Tu es douce, et tu es drôle. Tu l’étais déjà dès tes premiers jours, tu l’es chaque jour un peu plus. Tu es aussi incroyablement observatrice, tu remarques chaque petit détail changé dans la décoration de l’appartement, chaque nouvelle boucle d’oreille que je porte…

Ma petite dinde à moi, née le jour de Thanksgiving. Je n’en finis pas de te dévorer de bisous. Tu as fait de moi une maman, tu m’apprends mon nouveau rôle chaque jour. Je me régale à le découvrir, et à t’apprendre par coeur, voir ton caractère se définir doucement, tes goûts s’affirmer tranquillement. J’ai hâte de tout vivre avec toi, de voir tes deux billes bleues s’émerveiller de l’univers entier. Je souhaite de tout coeur que tu sois une enfant aux yeux plein d’étoiles, une enfant curieuse de tout, une enfant qui rit à gorge déployée, une enfant jamais blasée, une enfant qui croque la vie à pleines dents.
Tu n’en as que cinq pour l’instant, mais tu es déjà sur la bonne voie.
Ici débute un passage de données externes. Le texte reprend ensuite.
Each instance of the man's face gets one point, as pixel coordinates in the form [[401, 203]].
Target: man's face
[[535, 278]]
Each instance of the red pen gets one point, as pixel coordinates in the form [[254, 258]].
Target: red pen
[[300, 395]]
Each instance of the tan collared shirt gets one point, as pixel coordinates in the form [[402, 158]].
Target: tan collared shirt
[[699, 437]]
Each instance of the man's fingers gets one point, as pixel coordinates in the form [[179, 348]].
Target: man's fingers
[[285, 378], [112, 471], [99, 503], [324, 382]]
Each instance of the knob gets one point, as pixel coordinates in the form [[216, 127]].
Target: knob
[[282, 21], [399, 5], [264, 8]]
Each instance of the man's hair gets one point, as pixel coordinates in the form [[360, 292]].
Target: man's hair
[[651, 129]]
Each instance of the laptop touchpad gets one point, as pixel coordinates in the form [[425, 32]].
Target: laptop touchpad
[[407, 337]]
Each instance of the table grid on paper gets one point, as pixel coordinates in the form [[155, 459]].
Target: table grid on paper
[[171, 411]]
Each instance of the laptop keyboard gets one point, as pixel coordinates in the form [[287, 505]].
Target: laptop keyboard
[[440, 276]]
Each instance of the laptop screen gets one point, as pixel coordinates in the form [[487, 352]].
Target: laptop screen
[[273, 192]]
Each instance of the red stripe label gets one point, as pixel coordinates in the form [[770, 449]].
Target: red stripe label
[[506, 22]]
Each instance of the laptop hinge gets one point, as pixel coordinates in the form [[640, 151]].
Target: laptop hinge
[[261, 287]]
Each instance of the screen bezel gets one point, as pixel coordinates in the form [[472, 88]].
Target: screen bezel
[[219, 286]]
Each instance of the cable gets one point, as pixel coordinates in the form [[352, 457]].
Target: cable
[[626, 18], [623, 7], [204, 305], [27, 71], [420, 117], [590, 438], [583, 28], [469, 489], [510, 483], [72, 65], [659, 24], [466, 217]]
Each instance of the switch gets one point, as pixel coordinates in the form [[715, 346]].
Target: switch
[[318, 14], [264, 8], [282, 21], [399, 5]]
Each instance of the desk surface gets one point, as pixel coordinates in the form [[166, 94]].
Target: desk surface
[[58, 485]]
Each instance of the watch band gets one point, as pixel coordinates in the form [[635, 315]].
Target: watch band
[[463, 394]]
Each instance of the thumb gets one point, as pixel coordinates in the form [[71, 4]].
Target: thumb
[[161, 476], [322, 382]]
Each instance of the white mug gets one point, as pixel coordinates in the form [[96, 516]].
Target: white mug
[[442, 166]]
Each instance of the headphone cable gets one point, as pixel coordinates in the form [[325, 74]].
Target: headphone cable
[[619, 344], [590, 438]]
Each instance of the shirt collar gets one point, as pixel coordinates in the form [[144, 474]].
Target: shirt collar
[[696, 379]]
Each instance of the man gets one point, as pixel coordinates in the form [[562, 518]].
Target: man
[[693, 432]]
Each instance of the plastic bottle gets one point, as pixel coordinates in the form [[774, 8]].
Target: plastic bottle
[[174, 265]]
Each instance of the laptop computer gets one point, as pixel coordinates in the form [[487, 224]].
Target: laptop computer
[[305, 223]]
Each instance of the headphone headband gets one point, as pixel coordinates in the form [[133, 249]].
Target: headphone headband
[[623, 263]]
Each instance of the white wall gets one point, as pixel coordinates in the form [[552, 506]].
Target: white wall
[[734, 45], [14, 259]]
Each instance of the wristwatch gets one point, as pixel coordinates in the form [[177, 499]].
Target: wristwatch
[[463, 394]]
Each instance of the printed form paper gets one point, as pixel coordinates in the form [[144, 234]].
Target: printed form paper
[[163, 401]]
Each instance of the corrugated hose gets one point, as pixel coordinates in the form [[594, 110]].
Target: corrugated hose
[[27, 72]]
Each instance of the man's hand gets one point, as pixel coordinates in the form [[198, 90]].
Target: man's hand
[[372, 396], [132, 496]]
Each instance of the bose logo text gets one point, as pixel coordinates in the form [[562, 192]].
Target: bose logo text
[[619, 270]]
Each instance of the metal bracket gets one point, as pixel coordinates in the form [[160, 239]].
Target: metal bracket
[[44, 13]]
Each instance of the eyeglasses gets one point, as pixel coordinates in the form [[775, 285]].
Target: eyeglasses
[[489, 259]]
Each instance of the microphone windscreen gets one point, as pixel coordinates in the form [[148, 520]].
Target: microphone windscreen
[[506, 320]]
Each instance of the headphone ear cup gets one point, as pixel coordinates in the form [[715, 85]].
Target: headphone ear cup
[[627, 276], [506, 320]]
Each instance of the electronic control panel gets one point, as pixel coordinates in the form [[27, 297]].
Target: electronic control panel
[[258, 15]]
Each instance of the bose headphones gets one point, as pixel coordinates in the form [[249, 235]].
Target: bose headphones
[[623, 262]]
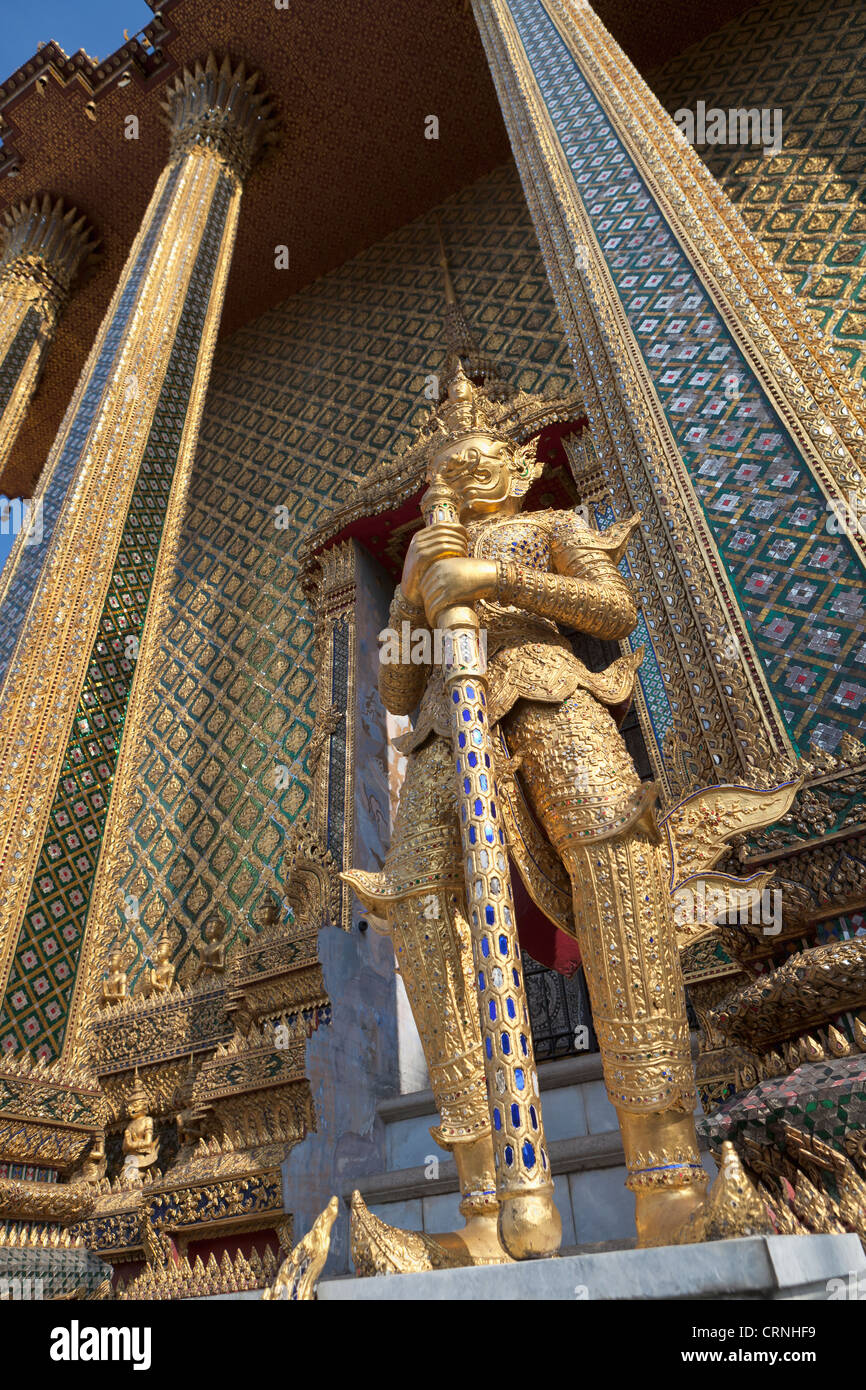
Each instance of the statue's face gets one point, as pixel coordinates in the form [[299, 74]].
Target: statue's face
[[477, 470]]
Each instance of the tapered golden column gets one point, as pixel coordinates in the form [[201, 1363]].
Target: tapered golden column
[[86, 626], [45, 245], [716, 406]]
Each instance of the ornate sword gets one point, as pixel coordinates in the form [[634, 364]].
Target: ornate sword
[[528, 1221]]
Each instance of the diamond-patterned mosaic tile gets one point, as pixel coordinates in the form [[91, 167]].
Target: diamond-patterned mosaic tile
[[43, 968], [21, 587], [806, 59], [801, 588]]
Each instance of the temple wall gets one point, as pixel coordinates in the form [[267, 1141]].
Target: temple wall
[[300, 403], [806, 205]]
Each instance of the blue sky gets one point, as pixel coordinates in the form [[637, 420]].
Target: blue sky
[[95, 25]]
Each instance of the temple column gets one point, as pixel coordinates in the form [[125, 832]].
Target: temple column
[[716, 407], [85, 628], [45, 246]]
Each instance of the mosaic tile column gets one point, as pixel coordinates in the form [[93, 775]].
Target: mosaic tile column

Ces dernières semaines sont un peu éprouvantes pour nous, beaucoup de soucis se pointent au-dessus de nos têtes, comme de petits nuages gris prêts à lâcher leur pluie d’une minute à l’autre. Et puis tu es là. Et avec toi c’est différent, les nuages reculent, on en vient même à les oublier. Tu es un arc-en-ciel sur pattes, tu es ma paire de « Lunettes bleues, Lunettes roses ».

Si tu es arrivée au bout de ce roman, bravo ! Allez maintenant, viens vite souffler sur ta première bougie mon ange !

Je te souhaite le plus magique des anniversaires, je t’aime !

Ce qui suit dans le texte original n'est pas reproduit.